Sophistication of Consumers in Marketplace – “Rothschild’s consumers are well aware that brands have expanded into digital goods,” per Hermès. “However, as evidenced by consumers’ comments on social media and the survey Hermès conducted, consumers are not particularly sophisticated in determining whether the METABIRKINS NFTs were authorized, affiliated, or sponsored by Hermès.”
With the foregoing and the other Polaroid factors in mind, all of which it says tip in its favor, Hermès contends that there is no genuine dispute as to a material issue of fact, and thus, summary judgment on the infringement claims should be granted.
A Famous Mark
Hermès also calls on the court to grant summary judgment as to its trademark dilution claim, asserting that its “Birkin” trademark rises to the level of fame required to prevail on a dilution claim under the Lanham Act. (“[A] mark is famous if it is widely recognized by the general consuming public of the United States as a designation of source of the goods or services of the mark’s owner.”) “Hermès is well known for its iconic and universally known BIRKIN handbag, which was first sold in U.S. commerce in 1986,” the company claims, noting that even “Rothschild gushed about the BIRKIN handbag’s fame, noting that ‘there’s nothing more iconic than the Hermès Birkin bag,’ as it is a ‘holy grail’ handbag.”
Aiming to bolster its claim that the Birkin mark is famous, Hermès states that it “has sold over [a redacted amount] worth of BIRKIN handbags in the United States since 1986,” and in the past 10 years, alone, “has annually sold over [a redacted amount] worth of BIRKIN handbags in the U.S.” (For some context, Bernstein analyst Luca Solca previously estimated that Hermès makes/sells 70,000 Birkins every year, with a million-or-so already in circulation.)

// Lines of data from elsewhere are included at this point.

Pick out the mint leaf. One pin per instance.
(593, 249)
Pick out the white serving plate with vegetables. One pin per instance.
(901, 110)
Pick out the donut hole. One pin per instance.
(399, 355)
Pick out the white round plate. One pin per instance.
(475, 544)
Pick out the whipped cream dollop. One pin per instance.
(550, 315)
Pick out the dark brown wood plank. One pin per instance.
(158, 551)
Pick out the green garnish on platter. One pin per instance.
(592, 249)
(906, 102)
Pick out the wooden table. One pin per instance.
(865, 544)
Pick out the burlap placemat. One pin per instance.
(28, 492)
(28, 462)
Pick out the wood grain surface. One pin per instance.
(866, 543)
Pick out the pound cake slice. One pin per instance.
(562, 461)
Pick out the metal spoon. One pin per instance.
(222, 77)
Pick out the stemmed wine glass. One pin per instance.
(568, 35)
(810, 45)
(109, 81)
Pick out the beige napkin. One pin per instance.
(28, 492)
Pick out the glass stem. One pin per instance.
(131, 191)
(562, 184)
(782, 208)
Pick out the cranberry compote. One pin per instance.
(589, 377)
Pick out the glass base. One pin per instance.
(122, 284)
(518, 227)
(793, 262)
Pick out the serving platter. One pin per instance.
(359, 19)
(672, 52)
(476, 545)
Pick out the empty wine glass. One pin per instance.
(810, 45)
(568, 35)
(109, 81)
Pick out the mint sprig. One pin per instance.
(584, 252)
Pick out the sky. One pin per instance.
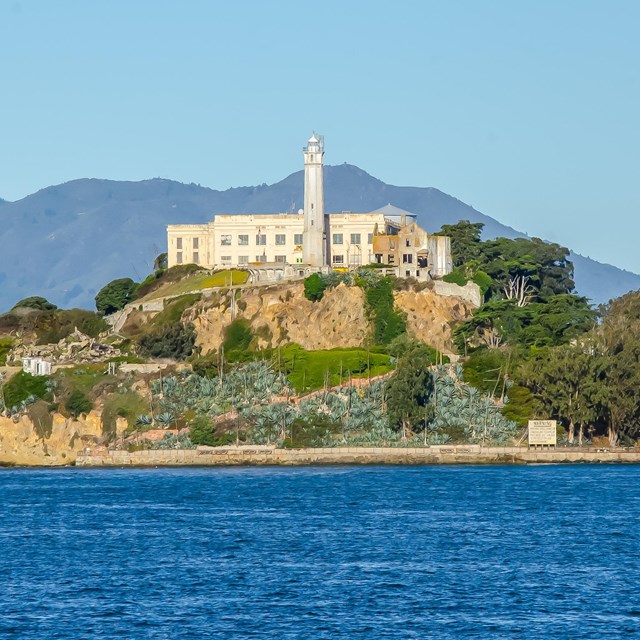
(526, 110)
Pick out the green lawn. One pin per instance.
(197, 282)
(308, 370)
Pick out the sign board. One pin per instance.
(542, 432)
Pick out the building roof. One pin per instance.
(391, 211)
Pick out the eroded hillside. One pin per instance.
(280, 314)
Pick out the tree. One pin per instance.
(161, 262)
(465, 240)
(115, 295)
(35, 302)
(314, 287)
(175, 341)
(409, 391)
(78, 403)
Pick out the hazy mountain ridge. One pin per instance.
(66, 241)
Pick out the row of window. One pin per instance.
(226, 240)
(195, 244)
(195, 260)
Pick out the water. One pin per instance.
(340, 552)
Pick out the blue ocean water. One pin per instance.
(333, 552)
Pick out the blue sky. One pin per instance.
(526, 110)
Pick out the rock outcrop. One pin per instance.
(22, 443)
(280, 314)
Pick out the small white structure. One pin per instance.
(36, 366)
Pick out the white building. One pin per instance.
(312, 240)
(36, 366)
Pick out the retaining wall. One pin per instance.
(247, 455)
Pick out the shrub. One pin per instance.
(78, 403)
(53, 326)
(6, 344)
(387, 322)
(456, 277)
(203, 431)
(483, 280)
(21, 386)
(314, 287)
(115, 295)
(237, 336)
(127, 405)
(35, 302)
(174, 341)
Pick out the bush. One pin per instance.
(237, 336)
(35, 302)
(78, 403)
(174, 341)
(203, 431)
(53, 326)
(314, 287)
(456, 277)
(6, 344)
(23, 385)
(127, 405)
(311, 431)
(483, 280)
(387, 322)
(115, 295)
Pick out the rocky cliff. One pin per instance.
(280, 314)
(22, 443)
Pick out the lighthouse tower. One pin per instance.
(313, 244)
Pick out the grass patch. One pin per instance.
(6, 344)
(172, 313)
(127, 405)
(198, 282)
(83, 379)
(23, 385)
(309, 370)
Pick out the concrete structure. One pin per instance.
(265, 455)
(36, 366)
(308, 241)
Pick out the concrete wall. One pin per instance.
(260, 455)
(470, 292)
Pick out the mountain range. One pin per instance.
(65, 242)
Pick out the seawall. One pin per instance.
(264, 455)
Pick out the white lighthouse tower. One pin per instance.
(313, 243)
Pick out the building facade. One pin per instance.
(312, 240)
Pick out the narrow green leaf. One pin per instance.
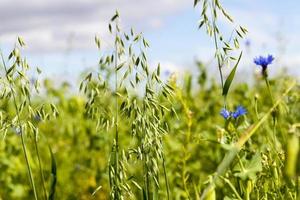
(53, 176)
(230, 77)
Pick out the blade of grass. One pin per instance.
(53, 176)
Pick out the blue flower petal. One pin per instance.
(240, 110)
(225, 113)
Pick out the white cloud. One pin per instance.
(49, 25)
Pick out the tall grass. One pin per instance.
(129, 134)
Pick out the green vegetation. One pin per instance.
(127, 134)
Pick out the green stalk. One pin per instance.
(116, 123)
(166, 178)
(21, 131)
(40, 167)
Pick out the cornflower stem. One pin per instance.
(217, 50)
(21, 131)
(187, 141)
(40, 166)
(275, 111)
(166, 178)
(229, 157)
(116, 164)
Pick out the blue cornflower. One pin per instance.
(240, 110)
(225, 113)
(264, 61)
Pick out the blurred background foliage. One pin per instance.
(194, 146)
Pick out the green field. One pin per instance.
(127, 133)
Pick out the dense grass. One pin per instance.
(126, 134)
(192, 146)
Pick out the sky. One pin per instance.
(59, 34)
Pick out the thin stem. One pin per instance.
(117, 120)
(40, 167)
(166, 178)
(231, 187)
(21, 131)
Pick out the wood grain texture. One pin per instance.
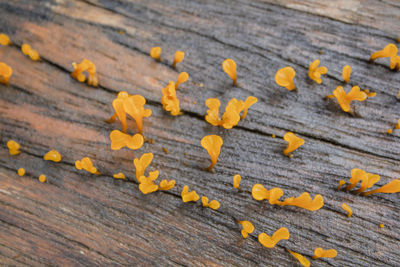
(80, 219)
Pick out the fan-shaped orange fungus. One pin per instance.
(346, 73)
(178, 57)
(212, 143)
(182, 77)
(189, 196)
(21, 171)
(86, 164)
(155, 52)
(213, 204)
(52, 155)
(89, 67)
(169, 100)
(229, 66)
(344, 99)
(303, 260)
(27, 50)
(284, 77)
(392, 187)
(166, 185)
(321, 253)
(119, 140)
(13, 147)
(248, 228)
(294, 142)
(134, 107)
(4, 39)
(236, 181)
(5, 73)
(348, 209)
(315, 72)
(119, 175)
(270, 242)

“Many of the factual allegations underlying the Polaroid factors also support dilution,” Hermès argues: “The trademarks are highly similar; the BIRKIN Mark is strong and distinct; Rothschild acted in bad faith by adopting the METABIRKINS mark with the intent to create an association with Hermès and the BIRKIN Mark; and there has been actual confusion as to the association between the METABIRKINS collectible digital handbags and Hermès and its BIRKIN Mark” These facts “establish that Rothschild’s use of METABIRKINS is likely to cause dilution, harming Hermès’s goodwill and capacity to exploit and to use” the BIRKIN Mark in the metaverse,” counsel for Hermès claims.
Accordingly, Hermès states that summary judgment should also be granted as to its trademark dilution claim.

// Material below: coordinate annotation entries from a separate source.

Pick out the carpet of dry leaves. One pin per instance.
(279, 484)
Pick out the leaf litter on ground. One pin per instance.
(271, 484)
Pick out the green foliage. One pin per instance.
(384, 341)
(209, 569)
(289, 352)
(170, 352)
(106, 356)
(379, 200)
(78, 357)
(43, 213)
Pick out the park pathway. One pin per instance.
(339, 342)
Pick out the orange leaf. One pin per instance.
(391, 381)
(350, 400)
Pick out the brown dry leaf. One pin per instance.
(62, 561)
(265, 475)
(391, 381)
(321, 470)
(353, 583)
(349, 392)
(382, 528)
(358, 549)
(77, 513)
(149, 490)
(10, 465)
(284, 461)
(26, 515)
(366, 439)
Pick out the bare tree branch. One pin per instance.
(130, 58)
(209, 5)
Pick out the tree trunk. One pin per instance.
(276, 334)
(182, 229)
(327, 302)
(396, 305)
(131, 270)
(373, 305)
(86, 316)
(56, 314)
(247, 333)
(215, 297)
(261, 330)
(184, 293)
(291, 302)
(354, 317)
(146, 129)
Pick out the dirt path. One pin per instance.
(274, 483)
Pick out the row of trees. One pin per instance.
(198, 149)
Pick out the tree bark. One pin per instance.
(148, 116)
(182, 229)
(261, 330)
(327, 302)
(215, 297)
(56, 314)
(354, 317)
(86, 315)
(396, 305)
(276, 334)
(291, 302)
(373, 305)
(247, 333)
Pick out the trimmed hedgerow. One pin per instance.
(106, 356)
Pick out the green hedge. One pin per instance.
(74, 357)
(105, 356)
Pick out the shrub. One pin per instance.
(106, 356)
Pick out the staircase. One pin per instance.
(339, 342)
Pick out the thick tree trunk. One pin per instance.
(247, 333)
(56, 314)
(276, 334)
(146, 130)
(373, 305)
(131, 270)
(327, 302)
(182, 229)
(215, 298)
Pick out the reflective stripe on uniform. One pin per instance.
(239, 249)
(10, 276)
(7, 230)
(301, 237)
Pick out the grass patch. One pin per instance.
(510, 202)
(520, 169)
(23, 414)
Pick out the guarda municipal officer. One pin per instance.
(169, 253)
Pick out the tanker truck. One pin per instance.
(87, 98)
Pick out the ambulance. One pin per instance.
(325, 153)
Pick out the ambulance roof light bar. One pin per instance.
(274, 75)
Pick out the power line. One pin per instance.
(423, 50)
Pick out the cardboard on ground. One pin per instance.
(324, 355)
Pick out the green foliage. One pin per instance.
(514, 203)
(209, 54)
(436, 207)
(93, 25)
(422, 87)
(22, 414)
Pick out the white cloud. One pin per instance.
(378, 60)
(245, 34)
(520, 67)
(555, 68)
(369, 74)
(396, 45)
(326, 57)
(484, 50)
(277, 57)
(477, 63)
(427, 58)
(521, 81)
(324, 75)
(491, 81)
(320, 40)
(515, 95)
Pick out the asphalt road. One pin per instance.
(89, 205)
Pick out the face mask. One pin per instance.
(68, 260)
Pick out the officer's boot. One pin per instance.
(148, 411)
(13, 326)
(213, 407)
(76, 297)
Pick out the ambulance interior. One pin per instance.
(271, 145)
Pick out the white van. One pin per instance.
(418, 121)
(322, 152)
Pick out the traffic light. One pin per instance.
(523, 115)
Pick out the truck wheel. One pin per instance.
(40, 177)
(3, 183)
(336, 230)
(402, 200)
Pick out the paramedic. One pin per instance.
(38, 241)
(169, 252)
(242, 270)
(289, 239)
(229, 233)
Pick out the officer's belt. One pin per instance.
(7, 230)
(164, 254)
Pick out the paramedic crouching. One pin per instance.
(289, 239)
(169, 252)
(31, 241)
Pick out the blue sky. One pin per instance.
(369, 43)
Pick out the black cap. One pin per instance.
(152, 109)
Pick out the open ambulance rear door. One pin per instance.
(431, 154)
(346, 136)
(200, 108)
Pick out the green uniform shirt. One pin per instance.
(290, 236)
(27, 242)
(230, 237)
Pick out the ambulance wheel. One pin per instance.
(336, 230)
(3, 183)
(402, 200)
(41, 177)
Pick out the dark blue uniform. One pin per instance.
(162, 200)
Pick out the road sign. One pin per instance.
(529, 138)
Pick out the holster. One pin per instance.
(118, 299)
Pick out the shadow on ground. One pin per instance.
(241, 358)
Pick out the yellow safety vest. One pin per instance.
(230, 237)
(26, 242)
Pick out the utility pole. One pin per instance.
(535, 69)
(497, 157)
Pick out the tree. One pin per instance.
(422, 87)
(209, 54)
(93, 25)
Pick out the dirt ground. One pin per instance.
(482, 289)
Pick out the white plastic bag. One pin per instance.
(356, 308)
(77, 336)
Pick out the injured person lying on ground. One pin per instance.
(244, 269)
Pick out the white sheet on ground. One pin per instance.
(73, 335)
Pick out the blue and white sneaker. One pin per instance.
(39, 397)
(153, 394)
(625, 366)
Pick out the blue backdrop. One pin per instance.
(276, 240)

The brand’s motion comes in the immediate wake of Judge Rakoff refusing to certify Rothschild’s appeal of a May decision, in which the court denied Rothschild’s motion to dismiss Hermès’s claims that he “violated” Hermès’s trademark rights by way of his headline-making MetaBirkins project. In his September 30 opinion, Judge Rakoff determined that the issues at play in Rothschild’s appeal are not so “exceptional” as to warrant immediate appellate review, and thus, denied Rothschild’s motion in full.
The case is Hermès International, et al. v. Mason Rothschild, 1:22-cv-00384 (SDNY).